The second of our talks was from a lady who bestowed her knowledge and love of elephants upon us. Debbie Kelly has worked with elephants her whole adult life, so we were hugely privileged to be exposed to such knowledge on such an interesting topic. Elephants, which are regularly just seen as big grey animals, (and often unfairly used as an insult to Michael Wright in reference to his paunch,) have vastly changed status in our minds following this enlightening talk. They are no longer just exciting to view on a game drive or a species threatened by poaching; they are amongst some of the world’s most fascinating animals with their unique behavioral patterns.
Clive Midlane was one of the most interesting men I have ever come across. He spoke to us about anti-piracy. Not the piracy we see on a daily basis, as Mr. Galloway boasts his array of pirated DVDs, but the real piracy on the high seas. This piracy has been around for centuries (long before the invention of the DVD or the arrival of Mr. G) He would discuss the piracy that involves the capturing of ships. Never before has somebody had the somewhat brain-dead audience so transfixed. Even Patrick Botton managed to put aside any pending “illnesses” to attend this talk. Clive gave us a remarkable overview of his involvement in private security and the fight against pirates off the coast of Somalia. He is a man who has done it all – from fighting pirates, to private security in hotspots of Afghanistan; from spending 8 months at sea, to his most challenging task of running a small café in Bulawayo. With this in mind, we then had to host Mr. Midlane at the ‘Come Dine’ evening at the Randle’s house.

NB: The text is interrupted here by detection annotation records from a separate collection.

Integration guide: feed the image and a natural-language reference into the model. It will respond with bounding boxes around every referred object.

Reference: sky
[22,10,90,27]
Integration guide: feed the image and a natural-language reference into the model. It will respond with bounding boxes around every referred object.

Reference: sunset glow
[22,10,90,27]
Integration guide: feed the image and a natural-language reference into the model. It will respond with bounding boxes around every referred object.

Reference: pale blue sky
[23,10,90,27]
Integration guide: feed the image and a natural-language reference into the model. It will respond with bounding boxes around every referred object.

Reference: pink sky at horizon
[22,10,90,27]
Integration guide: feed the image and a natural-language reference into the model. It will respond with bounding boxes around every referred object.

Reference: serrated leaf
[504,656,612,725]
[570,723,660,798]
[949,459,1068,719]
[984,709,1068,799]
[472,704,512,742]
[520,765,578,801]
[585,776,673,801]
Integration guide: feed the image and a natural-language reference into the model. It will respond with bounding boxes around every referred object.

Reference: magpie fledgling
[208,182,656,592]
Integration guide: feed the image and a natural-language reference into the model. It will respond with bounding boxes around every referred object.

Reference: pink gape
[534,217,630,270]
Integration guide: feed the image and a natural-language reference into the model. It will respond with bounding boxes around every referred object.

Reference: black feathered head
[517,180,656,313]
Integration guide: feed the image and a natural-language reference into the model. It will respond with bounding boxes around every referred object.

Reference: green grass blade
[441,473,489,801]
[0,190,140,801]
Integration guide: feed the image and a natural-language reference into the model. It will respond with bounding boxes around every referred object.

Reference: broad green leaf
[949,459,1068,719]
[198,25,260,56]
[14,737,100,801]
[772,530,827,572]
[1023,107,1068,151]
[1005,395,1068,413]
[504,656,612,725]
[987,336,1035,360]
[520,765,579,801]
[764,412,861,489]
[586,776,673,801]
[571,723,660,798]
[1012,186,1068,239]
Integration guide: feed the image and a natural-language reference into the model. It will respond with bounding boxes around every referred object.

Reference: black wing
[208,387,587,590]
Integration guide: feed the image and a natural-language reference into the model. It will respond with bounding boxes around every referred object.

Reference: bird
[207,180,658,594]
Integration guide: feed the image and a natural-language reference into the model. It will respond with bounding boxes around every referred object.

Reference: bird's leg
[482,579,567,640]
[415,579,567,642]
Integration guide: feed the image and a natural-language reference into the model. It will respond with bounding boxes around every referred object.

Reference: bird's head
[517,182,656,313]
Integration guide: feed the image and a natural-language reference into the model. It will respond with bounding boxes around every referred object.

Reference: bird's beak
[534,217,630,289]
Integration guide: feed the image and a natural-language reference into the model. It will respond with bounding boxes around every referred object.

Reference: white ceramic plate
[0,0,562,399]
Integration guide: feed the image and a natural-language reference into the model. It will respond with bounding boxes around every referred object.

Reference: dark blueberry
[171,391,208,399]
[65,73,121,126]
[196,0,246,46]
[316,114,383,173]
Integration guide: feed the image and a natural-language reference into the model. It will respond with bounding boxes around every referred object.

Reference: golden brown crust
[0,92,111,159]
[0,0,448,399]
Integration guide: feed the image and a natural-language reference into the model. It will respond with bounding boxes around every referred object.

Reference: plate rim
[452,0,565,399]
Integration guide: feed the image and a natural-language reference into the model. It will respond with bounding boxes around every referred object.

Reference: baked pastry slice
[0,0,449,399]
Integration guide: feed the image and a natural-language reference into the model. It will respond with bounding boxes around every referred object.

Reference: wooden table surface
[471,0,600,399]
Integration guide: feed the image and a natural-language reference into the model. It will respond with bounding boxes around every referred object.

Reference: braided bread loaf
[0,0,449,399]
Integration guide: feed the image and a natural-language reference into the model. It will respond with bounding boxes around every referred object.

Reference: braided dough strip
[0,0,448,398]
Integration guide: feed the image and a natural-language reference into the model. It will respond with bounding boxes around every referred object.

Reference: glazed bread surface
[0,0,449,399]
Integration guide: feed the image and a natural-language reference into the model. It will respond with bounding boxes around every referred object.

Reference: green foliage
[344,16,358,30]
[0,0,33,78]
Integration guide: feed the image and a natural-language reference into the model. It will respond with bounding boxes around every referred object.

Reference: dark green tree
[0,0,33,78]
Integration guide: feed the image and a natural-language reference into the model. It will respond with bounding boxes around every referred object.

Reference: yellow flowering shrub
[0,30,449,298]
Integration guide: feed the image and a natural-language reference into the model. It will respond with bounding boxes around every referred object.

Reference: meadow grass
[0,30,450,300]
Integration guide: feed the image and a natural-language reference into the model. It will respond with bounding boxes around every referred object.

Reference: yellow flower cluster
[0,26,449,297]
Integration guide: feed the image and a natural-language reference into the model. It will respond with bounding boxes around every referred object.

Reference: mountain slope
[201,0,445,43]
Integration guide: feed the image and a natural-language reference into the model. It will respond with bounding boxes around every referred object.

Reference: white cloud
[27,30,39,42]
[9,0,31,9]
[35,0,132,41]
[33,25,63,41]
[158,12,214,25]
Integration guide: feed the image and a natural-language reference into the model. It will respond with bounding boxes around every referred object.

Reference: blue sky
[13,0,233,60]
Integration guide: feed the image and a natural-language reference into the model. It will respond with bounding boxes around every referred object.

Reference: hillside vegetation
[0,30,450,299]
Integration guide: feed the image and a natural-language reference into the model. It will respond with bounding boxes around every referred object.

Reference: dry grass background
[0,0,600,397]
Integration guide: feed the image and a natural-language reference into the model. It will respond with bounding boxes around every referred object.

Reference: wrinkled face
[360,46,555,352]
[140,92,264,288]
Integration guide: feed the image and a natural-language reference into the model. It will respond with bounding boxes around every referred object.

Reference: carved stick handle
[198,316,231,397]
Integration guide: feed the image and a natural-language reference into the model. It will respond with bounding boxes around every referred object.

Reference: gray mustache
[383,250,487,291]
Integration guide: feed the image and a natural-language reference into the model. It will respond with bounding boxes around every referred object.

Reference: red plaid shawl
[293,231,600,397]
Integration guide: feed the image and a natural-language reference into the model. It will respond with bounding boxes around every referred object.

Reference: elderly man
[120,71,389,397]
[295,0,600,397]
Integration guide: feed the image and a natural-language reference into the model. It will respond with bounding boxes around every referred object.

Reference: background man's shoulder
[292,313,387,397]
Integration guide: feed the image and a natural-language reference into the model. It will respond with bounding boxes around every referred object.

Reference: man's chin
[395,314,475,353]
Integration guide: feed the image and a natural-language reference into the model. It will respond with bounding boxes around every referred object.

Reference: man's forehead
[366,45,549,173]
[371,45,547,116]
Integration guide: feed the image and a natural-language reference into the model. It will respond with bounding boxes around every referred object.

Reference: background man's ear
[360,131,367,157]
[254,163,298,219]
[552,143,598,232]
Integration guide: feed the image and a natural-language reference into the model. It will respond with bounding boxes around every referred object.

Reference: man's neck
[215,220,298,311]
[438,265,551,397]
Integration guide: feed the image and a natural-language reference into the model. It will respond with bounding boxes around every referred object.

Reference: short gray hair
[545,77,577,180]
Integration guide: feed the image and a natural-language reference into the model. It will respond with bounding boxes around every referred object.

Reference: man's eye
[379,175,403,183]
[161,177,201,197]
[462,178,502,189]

Ed.’s Note: I am unsure as to whether Mr. Bruce felt unable to write about his hosting abilities or if it was just that the bus to the Chimanimanis was leaving but he failed to elaborate on the ‘Come Dine’ evening hosted by himself, Peter Symons and Nick Bailey. Recipes from ‘home’ and advice from various females was sought and the result was a very good meal. Chicken’s roasted over bottles of Savanna, baked potatoes and salad were produced for main course and a Swiss roll and ice cream pudding, learned earlier on during the year on the cooking course, was revealed with flair and surprise on the cooks behalf as they had expected it to collapse! Our hosts were excellent and provided great humour with various games, and the flow of conversation was constant. This of course had nothing to do with the fact that 3 ‘guests’ were female, blonde and under the age of 30! The evening was rounded off with a highly cerebral party game involving chocolate.